Earlier on Thursday the new ministers - from a total of seven different parties - swore their oath before King Philip at the royal palace.

Eleven of the 21 ministers and secretaries of state are women. Three of them have a non-Belgian background.

The cabinet will have four years to execute the new government programme, which much focussed on the corona crisis and it economic and social fall-out.

According to De Croo "this government is starting during the largest crisis our country has ever known in peacetime.
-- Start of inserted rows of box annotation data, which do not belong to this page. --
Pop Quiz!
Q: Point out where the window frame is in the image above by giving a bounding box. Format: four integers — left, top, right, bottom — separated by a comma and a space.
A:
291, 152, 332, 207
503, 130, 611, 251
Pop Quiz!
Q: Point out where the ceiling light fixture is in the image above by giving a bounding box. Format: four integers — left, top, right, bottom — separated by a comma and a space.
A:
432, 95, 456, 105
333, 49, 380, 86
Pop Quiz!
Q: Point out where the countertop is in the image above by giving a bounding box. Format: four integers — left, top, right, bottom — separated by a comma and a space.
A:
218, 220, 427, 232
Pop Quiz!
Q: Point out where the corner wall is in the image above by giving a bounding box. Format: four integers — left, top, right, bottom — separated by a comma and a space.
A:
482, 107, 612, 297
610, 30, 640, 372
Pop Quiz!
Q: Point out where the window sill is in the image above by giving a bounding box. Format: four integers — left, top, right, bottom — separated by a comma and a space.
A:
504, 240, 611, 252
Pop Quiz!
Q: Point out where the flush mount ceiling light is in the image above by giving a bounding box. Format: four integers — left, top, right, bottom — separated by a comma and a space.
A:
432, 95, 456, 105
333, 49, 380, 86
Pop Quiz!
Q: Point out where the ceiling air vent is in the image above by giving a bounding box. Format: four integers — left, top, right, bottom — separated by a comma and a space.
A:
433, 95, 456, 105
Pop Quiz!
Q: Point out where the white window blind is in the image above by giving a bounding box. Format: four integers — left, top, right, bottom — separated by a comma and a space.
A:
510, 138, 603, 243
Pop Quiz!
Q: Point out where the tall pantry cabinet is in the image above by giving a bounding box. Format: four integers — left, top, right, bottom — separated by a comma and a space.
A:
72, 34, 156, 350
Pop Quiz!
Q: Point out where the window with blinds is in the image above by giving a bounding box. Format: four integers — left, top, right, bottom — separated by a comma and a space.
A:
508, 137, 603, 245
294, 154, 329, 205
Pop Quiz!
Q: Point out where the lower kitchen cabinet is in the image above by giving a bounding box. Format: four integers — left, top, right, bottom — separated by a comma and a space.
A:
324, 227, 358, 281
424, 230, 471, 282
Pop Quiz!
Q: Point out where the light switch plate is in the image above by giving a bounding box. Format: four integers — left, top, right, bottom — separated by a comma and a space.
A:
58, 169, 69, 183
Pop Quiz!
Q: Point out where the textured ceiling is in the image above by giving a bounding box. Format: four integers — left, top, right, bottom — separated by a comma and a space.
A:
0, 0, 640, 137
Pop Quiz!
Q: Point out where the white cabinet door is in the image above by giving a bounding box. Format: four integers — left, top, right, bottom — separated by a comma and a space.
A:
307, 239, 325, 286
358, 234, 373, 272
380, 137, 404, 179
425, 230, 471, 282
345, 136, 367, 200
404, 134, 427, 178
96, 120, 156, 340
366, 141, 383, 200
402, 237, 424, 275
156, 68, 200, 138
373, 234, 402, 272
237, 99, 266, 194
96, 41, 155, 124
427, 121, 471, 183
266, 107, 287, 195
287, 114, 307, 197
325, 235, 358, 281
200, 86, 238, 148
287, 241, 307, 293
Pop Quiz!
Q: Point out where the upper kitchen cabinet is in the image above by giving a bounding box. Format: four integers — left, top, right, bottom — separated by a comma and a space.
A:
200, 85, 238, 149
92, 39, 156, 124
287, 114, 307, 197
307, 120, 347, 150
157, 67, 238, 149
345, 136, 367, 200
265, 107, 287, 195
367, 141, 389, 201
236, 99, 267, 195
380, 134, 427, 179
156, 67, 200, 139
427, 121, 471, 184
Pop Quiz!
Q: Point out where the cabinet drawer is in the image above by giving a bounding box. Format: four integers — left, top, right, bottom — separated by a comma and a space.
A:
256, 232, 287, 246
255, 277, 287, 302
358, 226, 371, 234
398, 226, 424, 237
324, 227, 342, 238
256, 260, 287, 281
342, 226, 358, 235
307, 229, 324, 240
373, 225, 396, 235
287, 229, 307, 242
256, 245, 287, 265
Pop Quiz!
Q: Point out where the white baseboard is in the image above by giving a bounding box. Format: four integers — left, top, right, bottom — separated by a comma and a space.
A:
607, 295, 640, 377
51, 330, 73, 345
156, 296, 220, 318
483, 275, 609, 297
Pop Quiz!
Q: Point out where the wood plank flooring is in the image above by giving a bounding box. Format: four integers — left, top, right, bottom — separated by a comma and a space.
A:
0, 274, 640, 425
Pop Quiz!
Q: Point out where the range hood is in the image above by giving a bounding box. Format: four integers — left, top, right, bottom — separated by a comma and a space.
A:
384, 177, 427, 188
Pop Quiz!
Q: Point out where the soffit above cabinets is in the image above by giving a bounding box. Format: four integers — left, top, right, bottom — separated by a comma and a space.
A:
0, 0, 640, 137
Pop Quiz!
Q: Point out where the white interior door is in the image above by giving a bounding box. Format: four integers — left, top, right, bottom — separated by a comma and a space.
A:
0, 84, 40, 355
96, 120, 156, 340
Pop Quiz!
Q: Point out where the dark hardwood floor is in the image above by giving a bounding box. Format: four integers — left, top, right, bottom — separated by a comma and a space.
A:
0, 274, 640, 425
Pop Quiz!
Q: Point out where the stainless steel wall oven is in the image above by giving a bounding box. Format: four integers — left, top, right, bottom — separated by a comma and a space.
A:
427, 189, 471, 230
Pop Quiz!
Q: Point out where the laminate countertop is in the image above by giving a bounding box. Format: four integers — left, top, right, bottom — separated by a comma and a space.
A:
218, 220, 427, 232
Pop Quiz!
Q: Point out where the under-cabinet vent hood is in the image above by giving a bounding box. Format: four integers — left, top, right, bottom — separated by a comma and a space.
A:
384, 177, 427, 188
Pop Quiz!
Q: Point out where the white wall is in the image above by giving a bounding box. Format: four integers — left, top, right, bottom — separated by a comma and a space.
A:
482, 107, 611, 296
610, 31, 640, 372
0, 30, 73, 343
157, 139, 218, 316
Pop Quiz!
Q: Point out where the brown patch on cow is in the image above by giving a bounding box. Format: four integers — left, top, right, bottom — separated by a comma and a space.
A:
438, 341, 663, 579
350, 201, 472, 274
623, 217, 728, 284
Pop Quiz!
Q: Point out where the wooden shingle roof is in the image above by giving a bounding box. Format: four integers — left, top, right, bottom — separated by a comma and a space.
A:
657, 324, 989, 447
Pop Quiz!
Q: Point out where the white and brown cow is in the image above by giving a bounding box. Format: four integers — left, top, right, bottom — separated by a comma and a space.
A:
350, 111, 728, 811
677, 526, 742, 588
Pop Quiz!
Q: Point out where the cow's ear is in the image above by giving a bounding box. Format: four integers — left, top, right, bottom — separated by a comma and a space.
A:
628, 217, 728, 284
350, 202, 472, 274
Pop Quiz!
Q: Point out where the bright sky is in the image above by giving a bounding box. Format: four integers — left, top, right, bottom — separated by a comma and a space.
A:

Larger than the financial and economic crisis of 2008/2009 and even larger than the Great Depression."

"This government will do whatever it takes to defeat this crisis", he said.

He also said that the new Belgian government will follow "a very European course". According to De Croo the battle of the European Parliament for more power proves that "democratic rights are never a given".

'Vivaldi' coalition

The new government is dubbed a "Vivaldi coalition", as it reflects parties with the colours of the four seasons: red for socialist, blue for the liberals, green for the greens and orange for the Christian Democrats.

As the federal Belgian government needs half of its ministers to be Flemish and half Francophone, a parliamentary majority needed to be found with parties from both sides of the language border.

In this case, only the Flemish Christian Democrats (CD&V) are part of the government, while the other political families participate with both a Flemish and Francophone party: Francophone and Flemish socialists (PS and SP.A), Francophone and Flemish liberals (MR and Open VLD) and Francophone and Flemish greens (Ecolo and Groen).

Thus the opposition will consist of the Flemish nationalist NVA, the Flemish extreme-right Vlaams Belang, the Francophone and Flemish communists (PTB and PVDA), the Francophone Christian Democrats (CDh) and the mainly Brussels-based Francophone Défi.

The fragmentation of the election result is the main reason why only now, 16 months after the election, politicians have been able to form a government.

In fact, the government of prime minister Charles Michel - now president of the European Council - broke down in December 2018, six months before the election, over opposition to it signing the UN migration pact.

The Flemish nationalist NVA refused to agree to the Belgian signature under the pact.

With the other parties claiming that everyone in the government agreed on the signing, it would have been inappropriate to withdraw it. As a result, NVA left the government, which remained in power despite having lost its parliamentary majority.

When Michel started his new post as president of the European Council, Sophie Wilmès became prime minister.

She received a majority in parliament to fight the coronavirus crisis until 1 October.

After several failed attempts at forming a new government, the new one under De Croo found an agreement just in time. He promised that this government would work better together and show unity.